This may sound self-serving, and perhaps it is, but I have some experience and this is what I think I've learned.

Every society has limits. When members of that society exceeds those limits and harms that society, they come up against some of the institutions that work to bring them back to within those limits or expel them completely.

I don't agree with all the precepts and treatments of the Alcoholics Anonymous program, but there is a psychological concept of "rock bottom" in the program that I do think has a lot of value. According to this theory, addicts can't really commit to getting better until they touch rock bottom in their lives, realize the harm they're doing to themselves and others, and consciously decide that that going on as they have in the past is not an option.

Also in addiction treatment, there is a concept of "enabling." An enabler is a figure in a troubled person's life who enables the addict to continue on in their troubled ways well past the point that they should have seen the error of their ways, shielding them from the full impact and consequences of their behavior. The enabler does this for a variety of reasons, many of them well-meaning.

For me, every eviction I have been involved in has been more than anything else a process of stepping away from enabling and clearing the way to rock bottom for a tenant who needs to seek help or treatment but refuses to do so because they're terrified, they're proud, or they're blind to the consequences of their ways.

You have to decide, as a landlord, if you're dealing with a person who will seize on an opportunity to change their behavior if you give it to them, or whether you're dealing with a person who will not change until they hit rock bottom. If you decide on the latter, you're not doing them any favors standing in their way, and enabling them is ultimately harming them.

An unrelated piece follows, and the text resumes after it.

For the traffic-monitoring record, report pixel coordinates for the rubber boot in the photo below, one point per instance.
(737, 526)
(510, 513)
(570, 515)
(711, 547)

An eviction triggers a whole host of social services and safety mechanisms that are there to help the troubled tenant. That notice on the door may be the only way the tenant will ever actually first reach out for help from the people who are there to help them.

Now let's look at this case and what you've told us. Your tenant is 20 days late on the rent and he doesn't have the money to pay. He has been there for a year. How did he end up in this situation? It didn't happen yesterday. It took a series of bad breaks to get where he is, I'm sure, but it also took some bad decisions on his part, and he is responsible for those. If you DON'T evict here, you're offering one of two things -- an opportunity for this person to radically change their behavior or an opportunity to keep on as they have been keeping on.

Which opportunity do you think you're offering? If it's not the first, then you evict. Because ultimately, it's the kindest thing you can do. You evict because that's the only message that will really get through the psychological blinders this guy has been living with. Do it decisively, do it according to the law, give this person every opportunity to get the help he needs to change his life.

I don't feel guilty today about the evictions I have initiated and seen through. I did not make the decision to evict in anger or out of spite, or based on what would financially benefit me the most. I stepped away from enabling an adult not to hit the rock bottom they needed to hit in order to make their decision to change.